Jason’s own journey has been one of discovering the cracks in his heart and soul, along with the help of his mentor, George.
“One of the things George told me three years ago was that I needed to get acquainted with my failure,” Jason says. “In everything I’ve done I’ve tried so hard not to fail, clinging to a hope that I could justify myself. The problem with that is that everyone else is going to get measured the same way. A man acquainted with his failure is acquainted with Jesus and acquainted with grace. That man is able to give grace and love to others.”
Through his own journey towards grace, Jason discovered all the ways he had attempted to cover or hide his inadequacies.
“I didn’t even know I had all these hiding places. I didn’t know I was hiding from the Lord in ways that I was trying to honor him. In a way I was hiding from the intimacy of the Lord by being unwilling to fail and to need Him.
“I’m having to learn how to forgive in ways I haven’t had to learn before,” Jason continues. “I’ve had tricks to help me forgive. Usually if I could make myself understand why a person is doing something, I could get there. But right now, I’m having to understand how to forgive situations where I have no idea why someone would forgive.”
But as life often does, it didn’t bestow upon Jason rationale or explanation for the pain in his life. Rather, pain was pain and it left it’s mark.
“That’s good for me,” Jason says. “I want to protect and preserve myself, but the only way you can protect yourself is being guarded and hardening your heart.”
As this record reflects, this was most definitely not a season of protecting and numbing; this has been a season of mining for the pain, the truth, and trusting God to deal with what rose to the surface.
“A lot of these songs are very painful,” Jason affirms. ”Pain is a very holy place in our lives, because it is pain that drives our deepest wounds to the surface. The Lord sees and understands the pain that drives us to be the people we don’t want to be and He has great compassion. I hope the painful songs will help people feel their feelings and begin to heal.”

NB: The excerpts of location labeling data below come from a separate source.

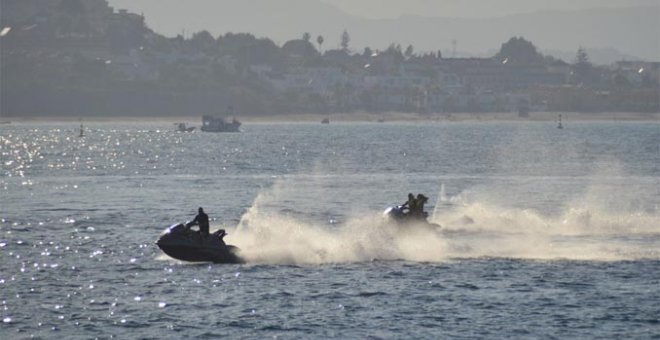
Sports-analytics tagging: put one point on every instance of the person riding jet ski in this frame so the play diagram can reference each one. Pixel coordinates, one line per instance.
(202, 219)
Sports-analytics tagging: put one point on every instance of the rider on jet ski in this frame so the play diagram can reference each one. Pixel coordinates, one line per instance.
(202, 219)
(415, 206)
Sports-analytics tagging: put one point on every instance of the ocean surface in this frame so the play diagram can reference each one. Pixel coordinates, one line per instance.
(546, 233)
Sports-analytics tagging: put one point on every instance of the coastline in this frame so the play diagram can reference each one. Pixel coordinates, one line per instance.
(367, 117)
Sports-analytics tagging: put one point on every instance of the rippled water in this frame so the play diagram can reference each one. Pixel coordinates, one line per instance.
(547, 233)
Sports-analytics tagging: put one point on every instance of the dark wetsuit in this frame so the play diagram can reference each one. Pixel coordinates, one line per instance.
(202, 219)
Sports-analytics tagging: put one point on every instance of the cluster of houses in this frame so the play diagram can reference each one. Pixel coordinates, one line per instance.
(341, 81)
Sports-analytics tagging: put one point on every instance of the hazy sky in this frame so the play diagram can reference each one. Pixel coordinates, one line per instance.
(471, 8)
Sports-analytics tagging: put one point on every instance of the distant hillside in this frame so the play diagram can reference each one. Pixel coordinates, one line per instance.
(630, 31)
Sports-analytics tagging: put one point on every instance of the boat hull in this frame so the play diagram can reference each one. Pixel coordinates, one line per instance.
(184, 244)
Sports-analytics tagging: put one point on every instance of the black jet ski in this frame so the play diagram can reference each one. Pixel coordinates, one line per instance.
(185, 244)
(402, 217)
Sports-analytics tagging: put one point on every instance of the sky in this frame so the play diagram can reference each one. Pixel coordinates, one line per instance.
(379, 9)
(623, 29)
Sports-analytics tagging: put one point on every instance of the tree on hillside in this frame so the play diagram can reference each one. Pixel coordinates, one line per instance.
(519, 51)
(202, 41)
(583, 69)
(345, 39)
(319, 40)
(409, 52)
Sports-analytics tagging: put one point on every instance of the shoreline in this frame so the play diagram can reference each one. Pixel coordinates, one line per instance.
(366, 117)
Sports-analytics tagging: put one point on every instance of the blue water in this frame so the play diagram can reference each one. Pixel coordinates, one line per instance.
(546, 233)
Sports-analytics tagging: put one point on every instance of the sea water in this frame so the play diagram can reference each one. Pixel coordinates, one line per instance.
(546, 233)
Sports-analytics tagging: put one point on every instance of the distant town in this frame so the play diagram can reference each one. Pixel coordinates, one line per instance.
(84, 58)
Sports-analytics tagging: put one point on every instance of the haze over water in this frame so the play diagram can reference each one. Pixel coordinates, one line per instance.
(546, 232)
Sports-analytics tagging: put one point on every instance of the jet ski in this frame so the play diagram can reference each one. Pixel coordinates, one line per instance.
(185, 244)
(402, 217)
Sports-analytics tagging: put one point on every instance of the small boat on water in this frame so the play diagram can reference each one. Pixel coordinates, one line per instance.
(408, 221)
(181, 127)
(184, 244)
(220, 124)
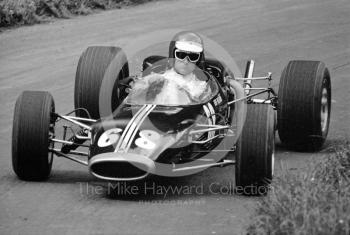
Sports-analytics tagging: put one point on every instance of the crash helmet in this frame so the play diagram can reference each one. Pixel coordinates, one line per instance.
(190, 42)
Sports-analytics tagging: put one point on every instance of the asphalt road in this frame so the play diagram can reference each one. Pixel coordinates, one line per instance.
(44, 57)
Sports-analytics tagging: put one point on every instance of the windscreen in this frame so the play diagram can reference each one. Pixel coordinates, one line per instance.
(156, 89)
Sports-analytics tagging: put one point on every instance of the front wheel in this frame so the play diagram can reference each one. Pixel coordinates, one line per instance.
(33, 125)
(304, 105)
(255, 151)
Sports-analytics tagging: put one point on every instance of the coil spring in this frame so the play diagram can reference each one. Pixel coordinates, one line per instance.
(66, 148)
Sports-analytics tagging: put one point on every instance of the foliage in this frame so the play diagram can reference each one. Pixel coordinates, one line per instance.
(316, 202)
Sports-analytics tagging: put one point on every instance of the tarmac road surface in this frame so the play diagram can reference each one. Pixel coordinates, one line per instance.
(44, 57)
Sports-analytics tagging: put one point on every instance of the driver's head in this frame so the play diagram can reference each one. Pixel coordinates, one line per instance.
(186, 48)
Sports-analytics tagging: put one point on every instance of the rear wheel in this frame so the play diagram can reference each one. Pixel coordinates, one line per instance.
(33, 125)
(97, 81)
(304, 105)
(255, 151)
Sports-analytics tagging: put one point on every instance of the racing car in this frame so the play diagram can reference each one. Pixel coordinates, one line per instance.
(123, 134)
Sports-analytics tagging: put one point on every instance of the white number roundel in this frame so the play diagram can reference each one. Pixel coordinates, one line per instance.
(148, 139)
(109, 137)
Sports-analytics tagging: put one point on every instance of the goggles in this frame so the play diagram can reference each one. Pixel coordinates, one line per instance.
(191, 56)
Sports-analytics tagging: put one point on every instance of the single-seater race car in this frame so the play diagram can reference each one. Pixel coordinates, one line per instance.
(123, 133)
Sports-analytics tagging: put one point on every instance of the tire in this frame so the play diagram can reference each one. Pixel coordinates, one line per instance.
(96, 81)
(304, 105)
(255, 151)
(33, 123)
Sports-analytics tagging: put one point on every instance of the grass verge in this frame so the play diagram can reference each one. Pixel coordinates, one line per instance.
(316, 202)
(26, 12)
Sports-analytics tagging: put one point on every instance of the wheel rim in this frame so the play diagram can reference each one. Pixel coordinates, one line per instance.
(324, 109)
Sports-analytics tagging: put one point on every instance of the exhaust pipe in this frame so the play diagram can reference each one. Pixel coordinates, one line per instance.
(121, 166)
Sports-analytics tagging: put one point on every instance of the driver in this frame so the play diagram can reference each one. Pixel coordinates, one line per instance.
(184, 79)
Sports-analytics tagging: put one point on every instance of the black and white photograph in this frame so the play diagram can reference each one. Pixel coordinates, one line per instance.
(175, 117)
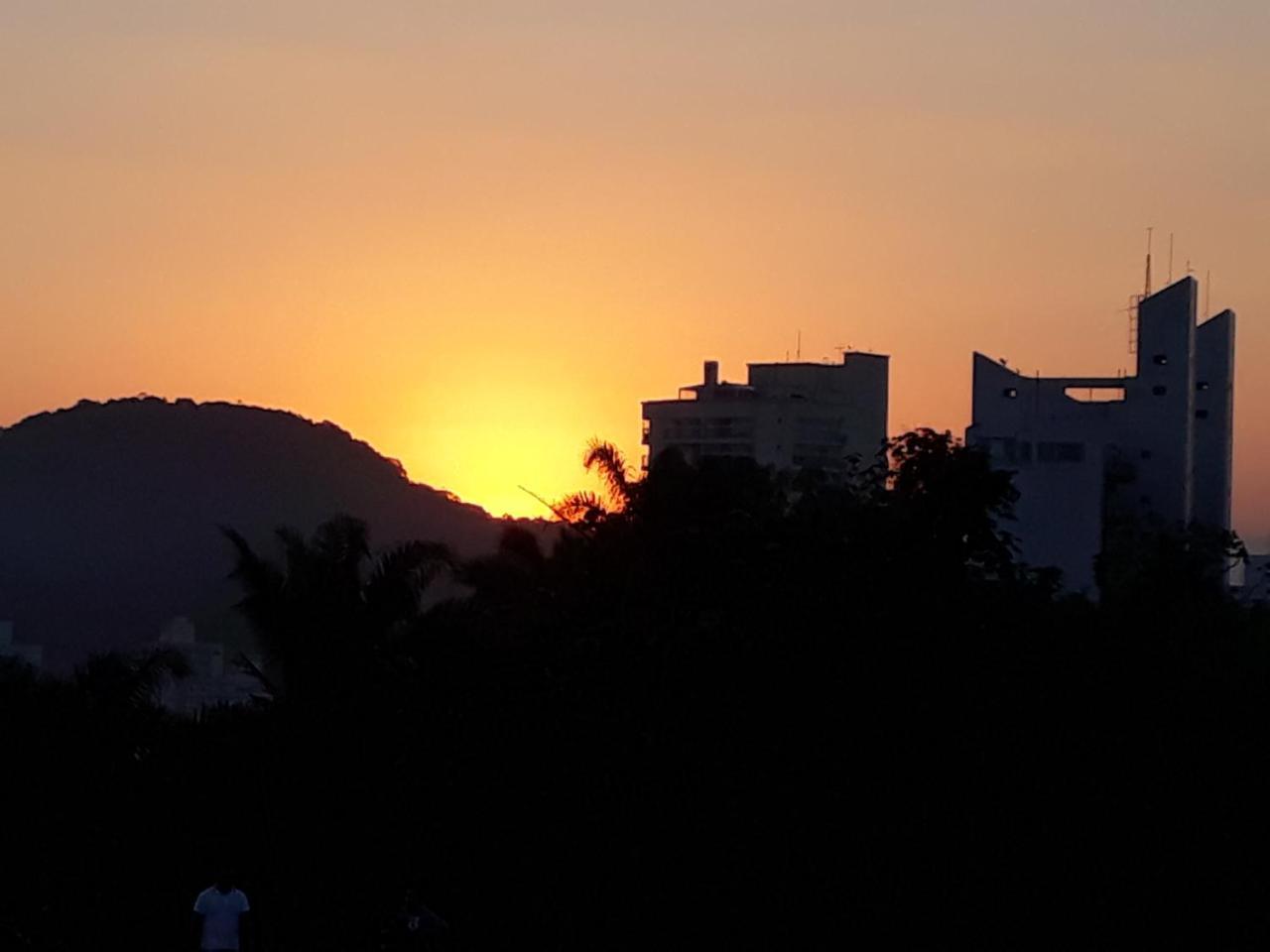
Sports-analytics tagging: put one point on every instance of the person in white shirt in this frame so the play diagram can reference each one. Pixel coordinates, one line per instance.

The healing has begun in Jason’s life, but it is not a finished process. With tremendous restraint and respect, Jason has refrained from spilling details of this difficult season of his own. Prompted by words he once heard, he has chosen to allow this chapter to close before sharing the details with the world.
“If you’re talking about it in the midst of it, it’s as if you’re asking your audience for something—support you or feel bad for you… I didn’t feel at liberty to write from that place yet, so I wrote around it.”
In so doing, Jason has preserved the integrity of the work God is doing in his own heart and allowed the authenticity of pain, healing, love and sorrow to shape his words and guide his steps.
“I believe now I’m becoming the man I’ve always wanted to be,” he says. “It’s costly.”
Much like Job paid a steep price to retain his own integrity and faith, so too is Jason. But with each lesson learned, each chapter begun, undone and begun again, among the ashes or among kings, the lessons of righteousness, the burden of integrity and the cleansing power of pain burn away the chaff, revealing the masterwork of a soul God has been refining all along.